Graph Modeling & Schema
At the heart of CIG is a Neo4j graph database. CIG treats infrastructure as a set of interconnected nodes with scope metadata so the same engine can serve live, demo, managed, and self-hosted modes.
Node Categories
- Identity:
User,Group,Role,Policy. - Compute:
EC2Instance,LambdaFunction,ECSCluster,ECSService. - Network:
VPC,Subnet,SecurityGroup,LoadBalancer,InternetGateway. - Storage:
S3Bucket,RDSInstance,DynamoDBTable.
Relationship Types
HAS_PERMISSION: Link between Identity and Resource.MEMBER_OF: Link between User and Group/Role.CONNECTS_TO: Network-level connection between resources.DEPLOYS_TO: Link between Service and Cluster/VPC.CONTAINS: Hierarchy link (e.g., VPC contains Subnet).
Graph Synergy
By mapping these relationships, CIG can answer complex security and operational questions using Cypher queries:
MATCH (u:User)-[:HAS_PERMISSION]->(r:Role)-[:HAS_PERMISSION]->(s:S3Bucket)
WHERE s.is_public = true
RETURN u.name, s.name
API Layer Implementation
The API (@cig/api) is built using Fastify for its high performance and low overhead.
Dual-Interface Strategy
- Fastify REST: Handles resource management, graph snapshots, demo provisioning, discovery status, authentication flows, and health checks.

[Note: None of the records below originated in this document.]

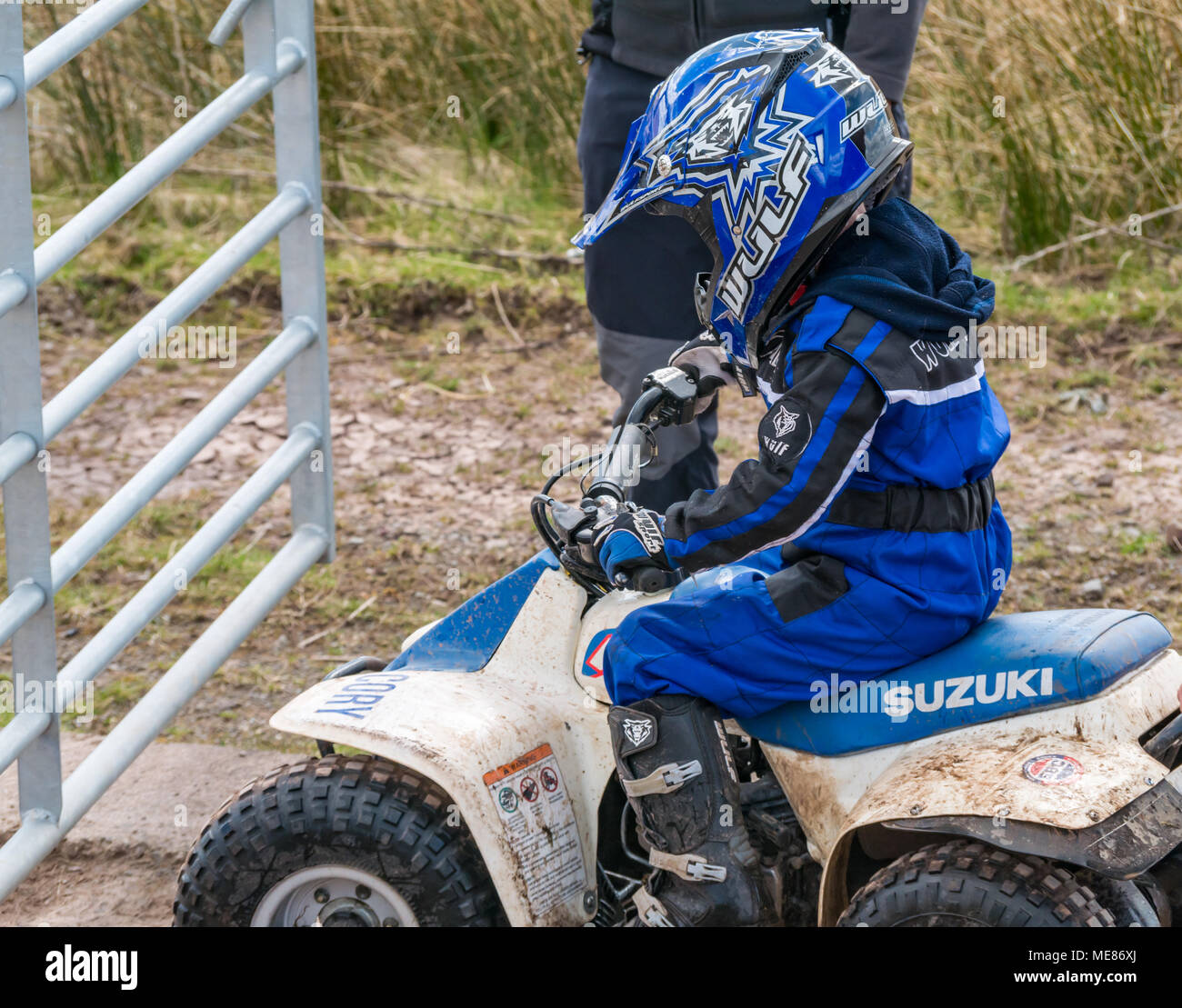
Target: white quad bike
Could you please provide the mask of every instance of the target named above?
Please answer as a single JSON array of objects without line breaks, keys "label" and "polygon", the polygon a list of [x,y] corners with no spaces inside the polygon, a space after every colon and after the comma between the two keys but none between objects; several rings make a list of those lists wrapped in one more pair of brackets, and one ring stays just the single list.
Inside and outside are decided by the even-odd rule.
[{"label": "white quad bike", "polygon": [[[413,633],[392,662],[349,662],[272,717],[322,755],[214,814],[181,873],[177,925],[635,917],[650,867],[615,776],[602,656],[624,616],[669,590],[655,568],[631,588],[606,585],[590,528],[624,506],[625,456],[656,423],[686,418],[683,378],[668,370],[602,457],[534,499],[547,551]],[[548,496],[595,461],[580,506]],[[1182,922],[1170,643],[1143,612],[994,617],[869,687],[834,683],[727,722],[785,922]]]}]

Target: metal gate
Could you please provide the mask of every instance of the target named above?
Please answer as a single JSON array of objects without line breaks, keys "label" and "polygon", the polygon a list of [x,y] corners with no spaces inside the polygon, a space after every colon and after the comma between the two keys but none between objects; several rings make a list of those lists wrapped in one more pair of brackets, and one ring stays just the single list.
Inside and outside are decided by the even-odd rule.
[{"label": "metal gate", "polygon": [[[313,0],[232,0],[209,40],[222,45],[241,24],[242,77],[33,247],[26,95],[148,2],[99,0],[26,54],[21,5],[0,0],[0,482],[8,570],[0,644],[12,640],[13,677],[20,676],[22,683],[12,691],[14,717],[0,730],[0,773],[19,761],[21,814],[19,830],[0,847],[0,899],[78,822],[292,585],[318,560],[333,555]],[[278,195],[43,405],[38,285],[267,95],[274,103]],[[145,329],[167,332],[182,323],[277,236],[282,331],[51,552],[47,446],[136,366]],[[288,430],[284,444],[59,671],[54,593],[284,372]],[[291,539],[63,781],[60,711],[287,481]]]}]

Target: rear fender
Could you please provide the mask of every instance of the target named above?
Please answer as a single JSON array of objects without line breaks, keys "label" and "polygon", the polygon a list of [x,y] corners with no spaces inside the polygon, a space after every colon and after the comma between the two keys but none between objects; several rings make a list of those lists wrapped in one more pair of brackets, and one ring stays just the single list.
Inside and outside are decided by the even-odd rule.
[{"label": "rear fender", "polygon": [[[1180,685],[1182,657],[1165,651],[1080,704],[840,757],[765,746],[825,866],[819,923],[849,905],[855,839],[878,860],[967,835],[1112,878],[1147,870],[1182,843],[1182,776],[1138,740],[1177,710]],[[1045,756],[1069,757],[1065,779]]]}]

- Graph Query Endpoints: Provide read-only graph queries plus a constrained refinement flow for approved writes.
WebSocket Hub
A @fastify/websocket implementation allows for:
- Real-time progress updates during discovery jobs.
- Streaming responses from AI agents and node status updates.
- Live metrics visualization.
Agentic Intelligence Layer
CIG utilizes a Retrieval-Augmented Generation (RAG) approach to make infrastructure data accessible.
Reasoning Workflow
- Natural Language Query: The user asks "Are there any public buckets with sensitive data?".
- Intent Recognition: The agent identifies the need for a graph traversal.
- Cypher Tool Execution: The agent generates a read query or a refinement proposal against Neo4j.
- Context Augmentation: The results are combined with semantic retrieval from Chroma and actual graph scope data.
- Synthesized Answer: The final response is delivered via the Dashboard or CLI.
Live and Demo Graph Sources
The Dashboard and API can operate against two graph sources:
liveuses the real discovery-backed graph for managed or self-hosted environments.demouses the shared seeded demo workspace and its own semantic namespace.
The selected source is carried through:
- graph snapshots
- resource search
- chat context
- semantic retrieval
- demo provisioning
This keeps the UI and AI responses anchored to the same source of truth.
Security & Isolation
CIG is designed for self-hosting with a "Privacy First" approach:
- JWT session management: All requests are authenticated via
@cig/auth. - RBAC: Fine-grained access control at the API level.
- Scoped graph data: Managed deployments scope graph and semantic data by tenant/workspace.
- Local Processing: Discovery data never leaves the self-hosted environment unless explicitly configured for external LLM processing.